I think this is bullshit, actually. But often well intentioned bullshit. This happens because people forget what it feels like to be a beginner. So they make recommendations based on what they, with lots of experience, would do, not what you, with none, should do.

When you are just beginning a hobby, you don’t know enough to make smart choices. Woodworking is, for example, a huge category that encompasses cabinet making, turning, jointing, carpentry, carving, whittling, and box making, among others. And all of those categories have sub categories: Turning has spindle turning and bowl turning and chuck turning and faceplate turning and… well, you get the point.

And they all require different tools, and often the work area you would need for them is all different.

This is worse for ADHD brains, because we will fall into rabbit holes of hyper-focus, where we want to know everything about a thing.

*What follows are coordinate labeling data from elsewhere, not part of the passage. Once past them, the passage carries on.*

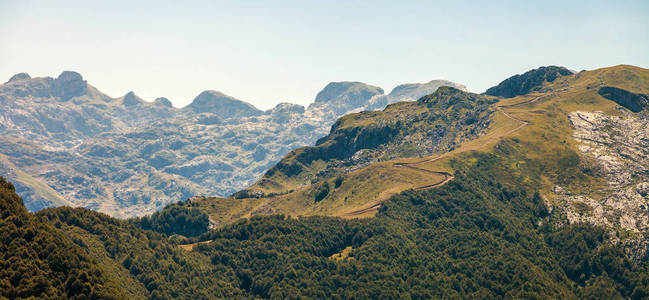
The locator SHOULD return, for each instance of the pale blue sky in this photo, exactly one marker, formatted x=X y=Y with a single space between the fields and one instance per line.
x=266 y=53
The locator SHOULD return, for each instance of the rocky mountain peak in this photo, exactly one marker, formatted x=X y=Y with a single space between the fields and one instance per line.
x=347 y=95
x=532 y=80
x=162 y=101
x=414 y=91
x=69 y=84
x=287 y=108
x=222 y=105
x=19 y=76
x=335 y=90
x=130 y=99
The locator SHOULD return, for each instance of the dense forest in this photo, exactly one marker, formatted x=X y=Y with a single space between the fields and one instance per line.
x=486 y=234
x=39 y=261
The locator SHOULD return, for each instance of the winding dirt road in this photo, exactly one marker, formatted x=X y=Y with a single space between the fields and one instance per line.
x=447 y=176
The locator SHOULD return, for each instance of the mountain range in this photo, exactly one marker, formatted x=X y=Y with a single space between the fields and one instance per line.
x=66 y=143
x=536 y=189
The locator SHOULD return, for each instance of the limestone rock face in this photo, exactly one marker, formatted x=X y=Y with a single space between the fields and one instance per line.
x=618 y=146
x=222 y=105
x=69 y=84
x=63 y=142
x=19 y=76
x=529 y=81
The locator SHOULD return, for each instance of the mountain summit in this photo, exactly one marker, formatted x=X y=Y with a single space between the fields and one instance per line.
x=222 y=105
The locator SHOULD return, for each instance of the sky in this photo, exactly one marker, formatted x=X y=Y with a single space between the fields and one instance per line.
x=267 y=52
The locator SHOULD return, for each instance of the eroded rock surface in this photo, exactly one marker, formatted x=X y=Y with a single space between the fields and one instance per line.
x=618 y=147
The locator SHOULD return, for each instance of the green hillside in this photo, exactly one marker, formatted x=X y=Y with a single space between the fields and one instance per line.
x=456 y=195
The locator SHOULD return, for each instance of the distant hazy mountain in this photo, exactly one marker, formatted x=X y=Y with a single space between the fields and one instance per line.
x=66 y=143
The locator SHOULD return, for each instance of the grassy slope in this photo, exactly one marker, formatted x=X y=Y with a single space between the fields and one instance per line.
x=546 y=138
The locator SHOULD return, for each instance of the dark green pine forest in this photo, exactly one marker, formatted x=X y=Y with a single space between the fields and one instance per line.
x=485 y=234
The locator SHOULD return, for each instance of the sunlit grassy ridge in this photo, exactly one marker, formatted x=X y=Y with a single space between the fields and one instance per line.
x=537 y=121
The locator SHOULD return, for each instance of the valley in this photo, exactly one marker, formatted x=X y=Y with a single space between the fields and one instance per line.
x=461 y=195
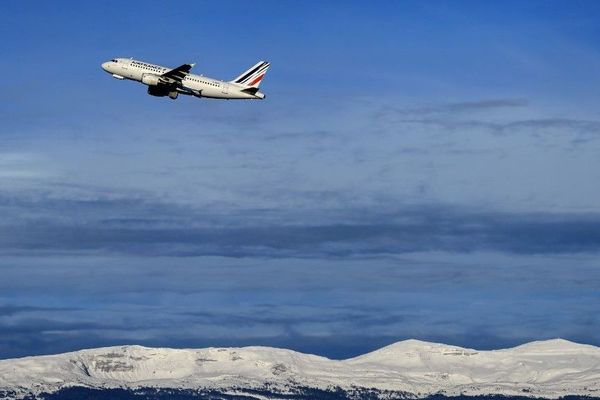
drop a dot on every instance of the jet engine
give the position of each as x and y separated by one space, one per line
157 91
150 79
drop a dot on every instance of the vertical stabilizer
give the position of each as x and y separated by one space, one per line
253 76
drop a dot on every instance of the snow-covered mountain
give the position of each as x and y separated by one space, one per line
411 368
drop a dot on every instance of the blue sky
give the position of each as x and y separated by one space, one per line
418 170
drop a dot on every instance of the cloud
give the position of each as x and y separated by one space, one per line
133 226
454 108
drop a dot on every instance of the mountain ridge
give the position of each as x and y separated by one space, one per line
548 369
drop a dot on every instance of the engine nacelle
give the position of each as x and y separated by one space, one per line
150 79
157 91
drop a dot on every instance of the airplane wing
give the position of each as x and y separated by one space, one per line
176 75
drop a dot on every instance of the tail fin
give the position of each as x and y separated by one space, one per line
252 77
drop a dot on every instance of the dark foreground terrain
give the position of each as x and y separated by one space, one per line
82 393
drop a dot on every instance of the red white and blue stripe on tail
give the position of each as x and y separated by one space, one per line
252 77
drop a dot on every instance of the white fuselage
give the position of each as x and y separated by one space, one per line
195 85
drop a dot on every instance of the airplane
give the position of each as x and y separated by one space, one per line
163 81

And the temptation to buy the things you are learning about can be overwhelming. But if your focus changes, you are out a lot of money.

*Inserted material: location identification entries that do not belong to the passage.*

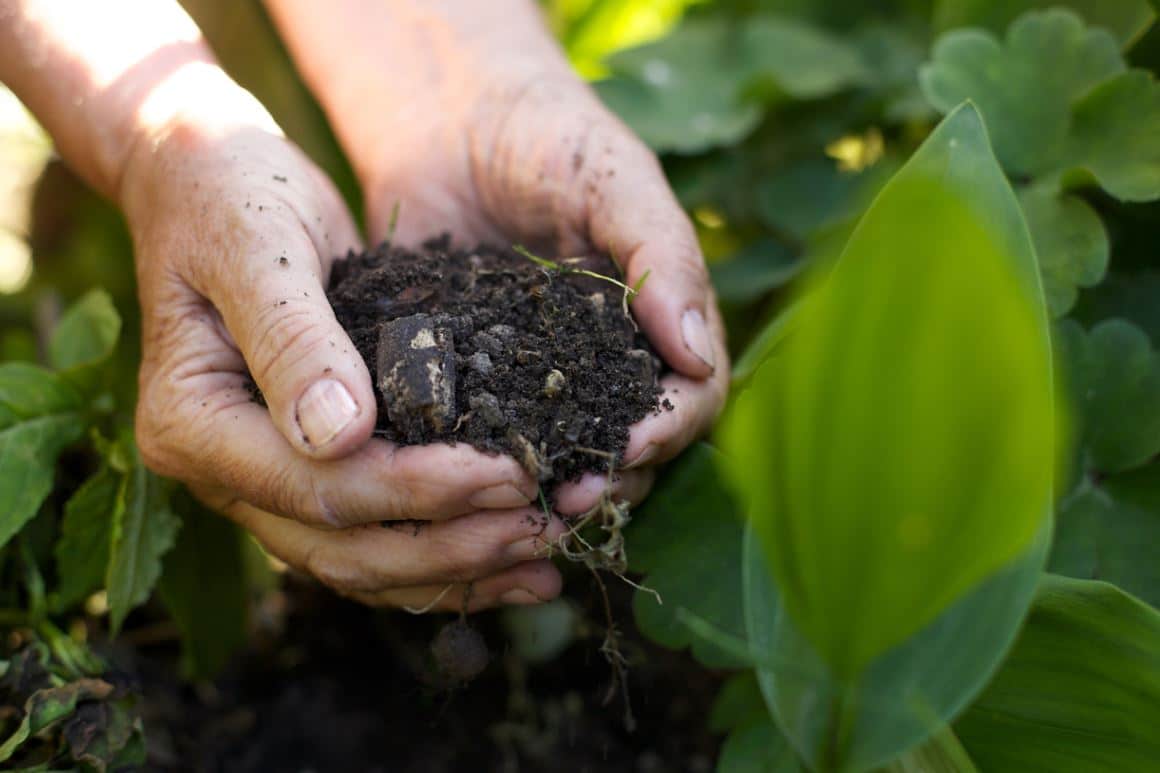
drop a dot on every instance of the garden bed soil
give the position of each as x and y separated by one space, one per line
345 687
493 348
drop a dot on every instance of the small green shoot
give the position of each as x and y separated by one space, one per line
630 293
393 223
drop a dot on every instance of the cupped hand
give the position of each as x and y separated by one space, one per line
537 159
234 232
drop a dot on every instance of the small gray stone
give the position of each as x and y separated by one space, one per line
553 383
415 360
481 363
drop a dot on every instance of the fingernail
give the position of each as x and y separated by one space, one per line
696 337
325 410
644 457
499 497
519 595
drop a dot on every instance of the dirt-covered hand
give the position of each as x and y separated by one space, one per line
468 116
234 231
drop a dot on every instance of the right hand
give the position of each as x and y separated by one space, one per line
234 232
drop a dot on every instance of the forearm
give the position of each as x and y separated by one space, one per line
101 76
406 65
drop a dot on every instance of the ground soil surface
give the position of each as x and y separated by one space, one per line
492 348
343 688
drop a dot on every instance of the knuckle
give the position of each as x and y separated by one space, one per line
287 333
341 576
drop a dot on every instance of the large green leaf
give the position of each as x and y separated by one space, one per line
1071 243
1111 532
144 529
758 746
1125 19
40 416
1115 385
1080 691
687 539
905 695
204 589
1026 86
82 553
86 333
686 92
883 439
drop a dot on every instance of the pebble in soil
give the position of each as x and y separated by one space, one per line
490 348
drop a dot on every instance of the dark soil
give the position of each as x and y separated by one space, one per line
491 348
345 688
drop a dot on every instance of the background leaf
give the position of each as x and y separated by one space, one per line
1114 376
86 333
1070 241
1111 532
1079 693
144 529
203 586
1026 86
1125 19
82 551
40 416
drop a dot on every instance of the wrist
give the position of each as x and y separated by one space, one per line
188 114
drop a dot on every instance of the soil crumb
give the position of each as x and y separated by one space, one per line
487 347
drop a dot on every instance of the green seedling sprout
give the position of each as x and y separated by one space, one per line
565 267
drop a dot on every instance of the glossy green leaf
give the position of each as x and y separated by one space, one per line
907 694
1071 243
40 416
884 432
1115 383
144 529
1125 19
1111 532
686 93
738 701
1129 295
86 333
207 597
687 539
758 746
1079 693
1026 86
82 551
941 753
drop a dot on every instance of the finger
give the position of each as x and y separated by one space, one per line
533 582
633 216
584 495
375 558
269 291
200 424
695 406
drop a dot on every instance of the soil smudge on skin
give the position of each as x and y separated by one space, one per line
486 347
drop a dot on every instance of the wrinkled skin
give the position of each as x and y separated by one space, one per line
491 136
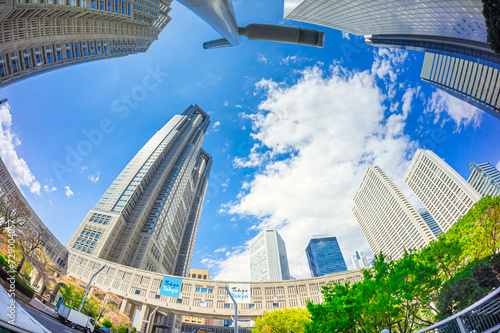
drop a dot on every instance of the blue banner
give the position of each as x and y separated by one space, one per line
171 287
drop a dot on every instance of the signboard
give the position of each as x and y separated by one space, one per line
171 286
240 292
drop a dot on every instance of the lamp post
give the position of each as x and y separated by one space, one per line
235 311
88 287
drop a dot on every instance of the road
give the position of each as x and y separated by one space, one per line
49 322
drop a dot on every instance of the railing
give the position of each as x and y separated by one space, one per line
481 317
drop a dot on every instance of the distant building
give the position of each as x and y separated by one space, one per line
445 194
485 179
268 259
359 260
470 81
386 217
431 222
324 256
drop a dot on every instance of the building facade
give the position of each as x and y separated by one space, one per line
324 256
388 220
359 260
54 250
445 194
268 259
485 179
149 216
472 82
430 221
37 36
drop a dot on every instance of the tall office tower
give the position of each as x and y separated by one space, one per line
149 216
485 179
440 26
324 256
54 250
40 35
388 220
268 260
445 194
359 260
431 222
474 83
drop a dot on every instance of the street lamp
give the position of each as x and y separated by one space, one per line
220 15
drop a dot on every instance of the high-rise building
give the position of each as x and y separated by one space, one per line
388 220
40 35
440 26
324 256
430 221
472 82
359 260
485 179
268 260
149 216
54 250
445 194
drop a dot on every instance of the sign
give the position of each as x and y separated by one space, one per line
240 292
171 287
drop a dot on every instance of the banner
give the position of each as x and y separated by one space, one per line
240 292
171 286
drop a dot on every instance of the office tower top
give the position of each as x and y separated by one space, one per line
470 81
41 35
445 194
359 260
324 256
430 221
268 259
388 220
447 18
149 216
485 179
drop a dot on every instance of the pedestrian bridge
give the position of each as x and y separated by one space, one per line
199 298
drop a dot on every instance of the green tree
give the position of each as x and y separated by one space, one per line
491 12
282 321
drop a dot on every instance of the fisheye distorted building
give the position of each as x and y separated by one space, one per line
268 259
445 194
40 35
485 179
324 256
387 219
149 216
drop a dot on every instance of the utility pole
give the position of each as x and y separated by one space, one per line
88 287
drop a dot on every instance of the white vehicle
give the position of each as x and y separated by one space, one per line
75 319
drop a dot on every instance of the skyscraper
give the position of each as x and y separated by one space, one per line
149 216
485 179
40 35
469 81
324 256
268 260
359 260
440 26
388 220
445 194
430 221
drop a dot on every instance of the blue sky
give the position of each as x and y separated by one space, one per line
293 130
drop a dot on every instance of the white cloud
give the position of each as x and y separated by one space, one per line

As an example: I got into wood working thinking I wanted to make furniture – but found out along the way that I suck at making square things, but I love carving. So I don’t need a table saw, ever, but a band saw is really important. Were I a cabinet maker, those priorities would be reversed. So, it’s a good thing I bought a used, sorta crappy table saw, used, for like $50, instead of a new, top of the line SawStop saw for $3500.

On the other hand, I own some carving chisels that are $75 apiece. A furniture maker would never need these. He will be fine with some $10 a piece Buck Brothers chisels from Home Depot (which, by the way, are actually really nice chisels for the price). Lathe’s are pretty inexpensive, but the accessories can break you.

The idea is to lay out as little cash as possible until you decide what part of this hobby you want to pursue, or even if you do, in fact, want to pursue it.

I have a long list of forsaken hobbies.

I flirted with wanting to learn to play the ukulele. But I know me, so I bought the $30 ukulele, which was good, as it has been sitting in the corner for the last 5 years, untouched. I have a really nice high end point and shoot camera sitting in a bag on my bookshelf. I went through a bookbinding phase. The list goes on.

My strategy is to buy the cheapest thing I can get away with in the beginning, to see if this will stick. A good idea is to search Google for “Best budget X”, where X is the thing you need. Best budget harmonica. Best budget wood burning kit. Best budget table saw. Another strategy is to see if you can borrow the thing from someone else, to see if you like it.

A surprising number of times, the “Best budget X” is all you need. The Harbor Freight thickness planer gets amazing reviews – much better than pricy planers costing twice as much. The Casio Duro watch is less than $40, but tons of professional divers wear them (as does, weirdly enough, Bill Gates). The Morakniv Companion is an outstanding sheath knife for under $20.

And even if it isn’t, as you use the free or cheap thing, you will learn if you like doing this activity, you will learn what options your thing lacks, and whether it would be worth it to upgrade or not. And then, you can upgrade smart.

Or, maybe you decide that what you really want to do is basket weaving.